The fact that there are six Formula One world champions on the grid for this weekend’s season-opening Australian Grand Prix, the most there has ever been, is amazing.
As racing drivers, what they all want to do is win a race with the best possible grid. If they win against nobodies, it means nothing to them. But with six world champions, if they win a race, it is a huge accolade to have.
One of the reasons it should be a really good season is all the teams seem much closer together this year. We won’t know the true nature of things until the end of the fly away races at the beginning of the season, but everything looks a bit closer. Even the midfield teams look closer to the front of the grid than normal.
Ferrari might surprise a few people, because they still don’t have a very quick car. In Spain's double world champion Fernando Alonso they have got one of the best drivers on the grid, alongside Red Bull’s two-time title winner Sebastian Vettel and McLaren’s 2008 champion Lewis Hamilton.
Alonso’s patience has got to be wearing thin, he has been very supportive of the company but he is a racing driver, he wants to be winning races.
Mercedes could surprise people because they are much faster than last year and they will be a lot closer to the front of the grid than they were in 2010 and 2011.
Seven-time world champion Michael Schumacher has struggled to reach his peak form since returning to the sport with Mercedes in 2010, but the sport has changed a lot.
There are new technical regulations and different rules relating to tires. But the bottom line is Schumacher is not as good as he was. But this year, with the Mercedes being a lot quicker, he should be back up there.
If there’s a sniff of rain or mixed conditions, Schumacher is always going to be the one who comes through and will probably grab victory.
Like Schumacher two years ago, 2007 drivers’ champion Kimi Raikkonen is returning to the sport with Lotus, formerly Renault, after two years away.
But unlike Schumacher, not too much has changed since the Finn has been away. His teammate, France’s Romain Grosjean, was not very good when he stood in for Nelson Piquet at Renault in 2010.
Grosjean has gone away, he has matured and he has got a lot better. But he is not world champion material.
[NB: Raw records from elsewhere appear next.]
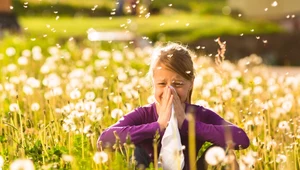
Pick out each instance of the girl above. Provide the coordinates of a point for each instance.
(172, 74)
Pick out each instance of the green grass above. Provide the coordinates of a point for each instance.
(176, 26)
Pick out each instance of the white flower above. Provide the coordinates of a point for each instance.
(99, 81)
(75, 94)
(116, 113)
(118, 56)
(22, 164)
(205, 93)
(122, 76)
(100, 157)
(287, 105)
(281, 158)
(104, 54)
(14, 107)
(27, 90)
(67, 158)
(215, 155)
(35, 107)
(90, 96)
(257, 80)
(117, 99)
(284, 125)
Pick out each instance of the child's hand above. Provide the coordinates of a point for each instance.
(178, 108)
(164, 108)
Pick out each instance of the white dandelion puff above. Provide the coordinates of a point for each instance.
(284, 125)
(281, 158)
(100, 157)
(22, 164)
(67, 158)
(14, 107)
(75, 94)
(1, 162)
(10, 51)
(22, 60)
(35, 107)
(116, 113)
(215, 155)
(117, 99)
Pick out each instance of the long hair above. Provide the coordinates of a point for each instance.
(177, 58)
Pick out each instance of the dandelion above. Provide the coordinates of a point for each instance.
(23, 61)
(284, 125)
(10, 51)
(215, 155)
(281, 158)
(90, 96)
(287, 106)
(274, 4)
(11, 68)
(116, 113)
(35, 107)
(67, 158)
(27, 90)
(99, 81)
(75, 94)
(122, 76)
(14, 107)
(1, 162)
(117, 99)
(100, 157)
(22, 164)
(117, 56)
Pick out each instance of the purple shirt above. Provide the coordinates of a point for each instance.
(141, 124)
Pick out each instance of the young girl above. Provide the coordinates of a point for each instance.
(172, 74)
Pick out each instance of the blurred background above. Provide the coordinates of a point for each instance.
(266, 28)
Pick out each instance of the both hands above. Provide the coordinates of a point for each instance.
(164, 108)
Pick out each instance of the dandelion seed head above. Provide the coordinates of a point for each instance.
(284, 125)
(35, 107)
(274, 4)
(67, 158)
(215, 155)
(100, 157)
(75, 94)
(115, 113)
(1, 162)
(14, 107)
(22, 164)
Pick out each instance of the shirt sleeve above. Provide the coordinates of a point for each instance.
(213, 128)
(136, 124)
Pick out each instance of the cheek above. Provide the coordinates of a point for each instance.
(158, 93)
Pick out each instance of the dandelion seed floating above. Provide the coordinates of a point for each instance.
(274, 4)
(170, 55)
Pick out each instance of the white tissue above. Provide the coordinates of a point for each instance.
(171, 150)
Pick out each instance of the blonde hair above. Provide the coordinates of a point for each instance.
(177, 58)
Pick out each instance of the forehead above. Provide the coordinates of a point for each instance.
(160, 72)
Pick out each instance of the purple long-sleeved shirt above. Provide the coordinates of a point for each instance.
(141, 124)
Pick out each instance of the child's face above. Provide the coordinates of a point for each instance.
(163, 77)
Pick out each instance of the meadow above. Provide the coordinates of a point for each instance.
(56, 100)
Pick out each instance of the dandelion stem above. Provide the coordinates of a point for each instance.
(192, 145)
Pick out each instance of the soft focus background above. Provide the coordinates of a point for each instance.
(71, 68)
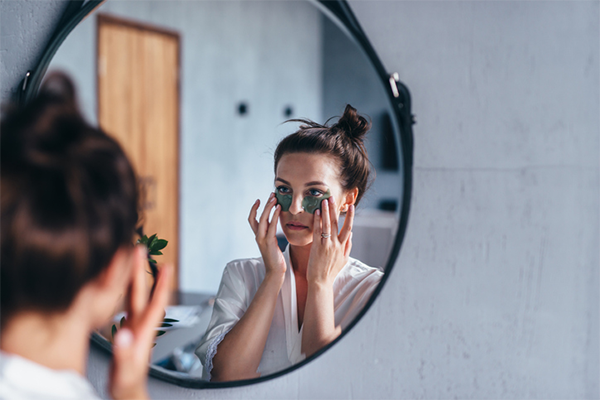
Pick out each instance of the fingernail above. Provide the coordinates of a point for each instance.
(123, 338)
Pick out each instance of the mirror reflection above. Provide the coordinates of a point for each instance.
(197, 93)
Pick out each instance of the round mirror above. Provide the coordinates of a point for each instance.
(197, 93)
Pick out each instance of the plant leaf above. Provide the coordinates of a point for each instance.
(160, 244)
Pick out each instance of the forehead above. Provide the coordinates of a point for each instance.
(299, 168)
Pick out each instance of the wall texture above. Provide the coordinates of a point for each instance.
(497, 289)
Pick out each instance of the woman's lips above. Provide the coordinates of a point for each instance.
(295, 226)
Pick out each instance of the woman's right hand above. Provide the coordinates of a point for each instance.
(265, 231)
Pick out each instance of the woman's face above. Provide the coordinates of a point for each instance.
(306, 174)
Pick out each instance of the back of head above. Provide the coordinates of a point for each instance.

I think he will flatter Raikkonen nicely.
But the man to beat will be Vettel. The German is such a complete driver, every part of him is brilliant. People question his overtaking ability, but we saw at Monza last year, when he went round Alonso with two wheels on the grass, that he doesn’t have too many worries in that department.
Vettel is the complete package and still so young -– he is going to stay at this level for many years to come. He is not the overwhelming favorite, but if the Red Bull is quick enough he will win races, which could make life tough for his Australian teammate Mark Webber.
The 35-year-old didn’t have a great season in 2011, despite his season-ending win in Brazil. He was comprehensively blown away by Vettel. When a driver starts winning races, as Vettel has, the team starts getting behind you. As the other driver, you are going to start feeling left out.
The McLaren pair of Button and Hamilton will be Vettel’s main challengers.
Button and Hamilton get on really well, as well as you can as teammates. If someone beats you from another team, you just say their car is faster, but there is always that edge with teammates. They’ve got the same equipment and that is the perfect person to compare yourself to.
McLaren are good at putting two very quick drivers into their team and letting them go for it. Obviously there have been bumps, with Alonso and Hamilton in 2007 and Alain Prost and Ayrton Senna in the 1980s.
It doesn’t always go according to plan. But of all the teammates on the grid, you get an impression Button and Hamilton do get on very well.
Button is actually a very normal, down-to-earth, decent guy, so it’s hard not to like him. He is at the peak of his career. He’s got the experience, he’s quick and he has obviously settled in really well at McLaren.
He is one of the quickest drivers on the grid now and he’s got a very bright future at McLaren having signed a multi-year contract last season.
What we will see this year is, if a team makes a single mistake, in terms of tire strategy or pit stops, they are going to pay for it hugely and finish 13th rather than sixth.
Last year if you made a tiny mistake, you could perhaps hide it because the gaps between the teams were so big. But this year the gap won’t be there. That’s going to mean the team which makes the least mistakes is going to be right up there.